INVEJA E MARXISMO

Eu não tenho quase nada que se possa invejar. Sou pobre, meu emprego é absolutamente modesto, não sou belo, minha inteligência é apenas mediana – apesar de um certo déficit de atenção que poderia anulá-la –, moro numa casa mínima, ando em um automóvel velho, sempre tenho dívidas, raramente vou ao dentista, amo a música e não sou bom músico (muito longe disso, e só uso a palavra músico por falta de outra pra designar minha confusa relação com a criação musical), amo as artes mas não sou bom artista, não sou perfeccionista nem dedicado no campo artístico, nem mesmo sou bom observador de arte, aliás, não consigo ostentar excelência em quase nada que eu faço. Não há em minha pessoa o que justifique qualquer inveja. Portanto, se alguém por acaso vier a me invejar por algum motivo descabido, eu peço: inveje alguém rico, poderoso ou talentoso, como, sei lá, Roberto Carlos, Caetano, Lula, Xuxa, Eike Baptista, Usain Bolt, um médico rico da cidade ou aquele mestre que alcançou o topo da vida acadêmica. Não a mim. Não mereço tanto interesse. E farei o mesmo (se eu não puder ficar totalmente livre deste sentimento capital do qual praticamente ninguém está livre), invejando apenas os grandes; os verdadeiramente grandes.
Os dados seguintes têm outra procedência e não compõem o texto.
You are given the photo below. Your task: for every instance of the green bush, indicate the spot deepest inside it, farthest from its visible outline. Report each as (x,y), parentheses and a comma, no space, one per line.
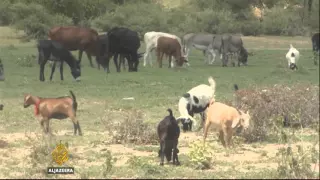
(200,155)
(297,165)
(268,106)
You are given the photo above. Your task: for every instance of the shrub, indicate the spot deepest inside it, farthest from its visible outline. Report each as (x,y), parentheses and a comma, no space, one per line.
(268,106)
(200,156)
(297,165)
(128,127)
(26,61)
(108,164)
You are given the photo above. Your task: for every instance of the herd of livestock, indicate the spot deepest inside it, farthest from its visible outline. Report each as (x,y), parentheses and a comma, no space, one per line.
(125,43)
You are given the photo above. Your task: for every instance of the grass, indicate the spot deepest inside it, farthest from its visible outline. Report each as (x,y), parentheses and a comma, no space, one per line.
(100,94)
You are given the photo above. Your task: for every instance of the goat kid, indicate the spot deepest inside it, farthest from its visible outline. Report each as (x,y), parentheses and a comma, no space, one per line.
(194,101)
(169,132)
(54,108)
(226,120)
(48,49)
(293,57)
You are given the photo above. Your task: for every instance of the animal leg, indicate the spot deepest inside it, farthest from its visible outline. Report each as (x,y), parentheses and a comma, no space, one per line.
(115,59)
(202,114)
(162,148)
(43,126)
(170,60)
(90,60)
(315,57)
(146,56)
(80,56)
(175,160)
(227,133)
(160,60)
(53,68)
(47,126)
(61,71)
(221,137)
(206,128)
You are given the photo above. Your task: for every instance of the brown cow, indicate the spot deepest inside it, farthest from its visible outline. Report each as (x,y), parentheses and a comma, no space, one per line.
(170,47)
(76,38)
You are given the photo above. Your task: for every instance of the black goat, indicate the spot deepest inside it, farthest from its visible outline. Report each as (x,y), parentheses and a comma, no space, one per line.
(48,48)
(315,47)
(169,132)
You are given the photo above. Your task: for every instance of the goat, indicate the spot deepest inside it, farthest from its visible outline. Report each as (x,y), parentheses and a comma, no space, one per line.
(196,100)
(170,47)
(54,108)
(293,57)
(169,132)
(46,48)
(225,119)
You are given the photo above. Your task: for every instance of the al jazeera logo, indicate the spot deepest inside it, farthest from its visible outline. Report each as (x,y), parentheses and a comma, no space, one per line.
(60,156)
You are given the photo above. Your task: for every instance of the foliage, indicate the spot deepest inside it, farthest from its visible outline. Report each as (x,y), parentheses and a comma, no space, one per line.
(26,61)
(297,165)
(109,163)
(214,16)
(129,127)
(201,155)
(269,106)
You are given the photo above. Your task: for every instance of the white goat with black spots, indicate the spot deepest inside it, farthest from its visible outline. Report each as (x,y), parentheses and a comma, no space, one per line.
(196,100)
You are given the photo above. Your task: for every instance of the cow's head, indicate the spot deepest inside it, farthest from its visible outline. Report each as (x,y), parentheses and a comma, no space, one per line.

Nós, pobres, invejando-nos uns aos outros – um trabalhador invejando outro trabalhador, um visinho invejando o outro – fortalecemos ainda mais o poder da burguesia que quer a discórdia entre os operários do sistema, incentivando a competição banal, o que mina a solidariedade que poderia pôr à prova sua total e intocada hegemonia. A burguesia precisa do trabalhador sempre mais fraco e desunido.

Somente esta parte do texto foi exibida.